Fig. 3: Loss of Rptor does not disrupt saccule formation.

a, b Whole-lung imaging of dissected lungs from Shh^Cre/+; ROSA26^mTmG/+ (control) and Rptor^f/f; Shh^Cre/+; ROSA26^mTmG/+ mice at 16.5 and 18.5 days post coitus (dpc). GFP was activated from the ROSA26^mTmG allele in all lung epithelial cells by Shh^Cre; tdTomato marked all non-epithelial cells. Many GFP⁺ dots were present on the surface of Rptor^f/f; Shh^Cre/+; ROSA26^mTmG/+ lungs. Scale bar = 1 mm. c Higher magnification of whole-lung imaging and whole-mount immunostaining of dissected lungs from Shh^Cre/+; ROSA26^mTmG/+ and Rptor^f/f; Shh^Cre/+; ROSA26^mTmG/+ mice at 16.5 dpc. GFP and E-Cadherin (E-Cad) labeled all epithelial cells, while SPC (SFTPC) marked alveolar epithelial type II (AT2) cells located at the tips of saccules. Many GFP⁺ dots and patches were found on the surface of Rptor^f/f; Shh^Cre/+; ROSA26^mTmG/+ lungs at 16.5 dpc. SPC distribution in saccule-like structures in Rptor^f/f; Shh^Cre/+; ROSA26^mTmG/+ lungs was similar to that in control lungs at 16.5 dpc. Scale bar = 25 μm. d Higher magnification of whole-lung imaging and whole-mount immunostaining of dissected lungs from Shh^Cre/+; ROSA26^mTmG/+ and Rptor^f/f; Shh^Cre/+; ROSA26^mTmG/+ mice at 18.5 dpc.

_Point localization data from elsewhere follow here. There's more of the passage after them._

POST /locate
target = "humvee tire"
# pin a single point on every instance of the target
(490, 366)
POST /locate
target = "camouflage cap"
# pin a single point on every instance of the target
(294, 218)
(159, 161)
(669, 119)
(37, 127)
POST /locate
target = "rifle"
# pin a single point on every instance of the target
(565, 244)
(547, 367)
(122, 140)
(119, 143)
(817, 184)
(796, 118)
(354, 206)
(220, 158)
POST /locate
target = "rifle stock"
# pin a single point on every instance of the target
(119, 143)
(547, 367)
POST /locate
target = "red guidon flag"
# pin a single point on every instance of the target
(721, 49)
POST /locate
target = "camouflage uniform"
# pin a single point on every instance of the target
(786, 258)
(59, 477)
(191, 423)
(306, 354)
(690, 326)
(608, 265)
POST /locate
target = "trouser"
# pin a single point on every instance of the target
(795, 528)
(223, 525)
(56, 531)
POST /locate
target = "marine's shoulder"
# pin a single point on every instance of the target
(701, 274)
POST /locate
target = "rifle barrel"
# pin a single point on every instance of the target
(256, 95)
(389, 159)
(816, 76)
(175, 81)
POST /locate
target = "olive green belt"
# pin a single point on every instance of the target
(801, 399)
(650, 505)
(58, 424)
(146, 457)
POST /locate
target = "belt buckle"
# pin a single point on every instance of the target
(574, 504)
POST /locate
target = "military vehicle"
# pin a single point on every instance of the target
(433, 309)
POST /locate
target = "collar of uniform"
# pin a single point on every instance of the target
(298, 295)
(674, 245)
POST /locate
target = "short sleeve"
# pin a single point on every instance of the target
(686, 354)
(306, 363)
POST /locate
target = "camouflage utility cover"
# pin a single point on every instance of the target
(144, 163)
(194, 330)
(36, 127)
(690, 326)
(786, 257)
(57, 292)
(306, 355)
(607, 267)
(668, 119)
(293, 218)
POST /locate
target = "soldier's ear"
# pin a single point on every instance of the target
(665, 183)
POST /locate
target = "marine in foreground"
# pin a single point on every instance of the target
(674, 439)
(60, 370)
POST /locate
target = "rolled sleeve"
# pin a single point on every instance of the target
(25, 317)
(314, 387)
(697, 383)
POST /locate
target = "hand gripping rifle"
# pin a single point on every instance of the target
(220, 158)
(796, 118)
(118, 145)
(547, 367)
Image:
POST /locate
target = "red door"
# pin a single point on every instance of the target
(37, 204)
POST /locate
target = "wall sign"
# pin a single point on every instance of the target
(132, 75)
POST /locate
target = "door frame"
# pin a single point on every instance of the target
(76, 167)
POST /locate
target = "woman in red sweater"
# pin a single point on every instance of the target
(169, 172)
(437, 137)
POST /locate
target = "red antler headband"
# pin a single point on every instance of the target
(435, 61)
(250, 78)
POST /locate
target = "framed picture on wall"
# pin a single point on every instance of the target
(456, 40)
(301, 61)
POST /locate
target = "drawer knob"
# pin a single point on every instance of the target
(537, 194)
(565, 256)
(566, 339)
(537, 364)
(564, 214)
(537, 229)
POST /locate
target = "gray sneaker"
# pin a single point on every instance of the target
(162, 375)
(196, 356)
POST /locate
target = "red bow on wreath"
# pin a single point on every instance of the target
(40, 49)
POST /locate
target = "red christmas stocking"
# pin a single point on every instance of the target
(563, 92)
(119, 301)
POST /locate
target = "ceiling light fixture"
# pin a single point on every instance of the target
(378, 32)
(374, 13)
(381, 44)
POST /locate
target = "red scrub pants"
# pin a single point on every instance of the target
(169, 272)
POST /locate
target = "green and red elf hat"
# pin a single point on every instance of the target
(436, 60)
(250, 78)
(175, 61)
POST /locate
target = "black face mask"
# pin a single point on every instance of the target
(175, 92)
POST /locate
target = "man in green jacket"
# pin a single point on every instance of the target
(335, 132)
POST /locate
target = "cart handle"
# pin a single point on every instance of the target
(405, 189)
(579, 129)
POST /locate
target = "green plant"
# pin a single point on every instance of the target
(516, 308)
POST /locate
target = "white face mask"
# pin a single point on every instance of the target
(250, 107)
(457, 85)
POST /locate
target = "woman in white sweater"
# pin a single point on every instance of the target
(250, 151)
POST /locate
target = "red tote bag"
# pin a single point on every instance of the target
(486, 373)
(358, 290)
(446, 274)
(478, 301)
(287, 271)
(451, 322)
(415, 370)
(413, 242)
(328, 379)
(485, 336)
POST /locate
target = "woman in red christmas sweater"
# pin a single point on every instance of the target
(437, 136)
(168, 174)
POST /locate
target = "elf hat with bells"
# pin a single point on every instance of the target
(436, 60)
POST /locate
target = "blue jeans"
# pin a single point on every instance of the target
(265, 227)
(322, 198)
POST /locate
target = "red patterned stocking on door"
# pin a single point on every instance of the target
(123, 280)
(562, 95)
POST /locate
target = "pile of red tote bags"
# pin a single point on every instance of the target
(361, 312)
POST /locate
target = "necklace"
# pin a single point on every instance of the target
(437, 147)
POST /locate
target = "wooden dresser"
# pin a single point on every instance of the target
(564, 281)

GFP and E-Cadherin (E-Cad) labeled all epithelial cells, while SPC marked alveolar epithelial type II (AT2) cells located at the tip of saccules. Developmental progression of SPC distribution from 16.5 to 18.5 dpc followed a similar pattern between control and Rptor-deficient lungs. Scale bar = 25 μm.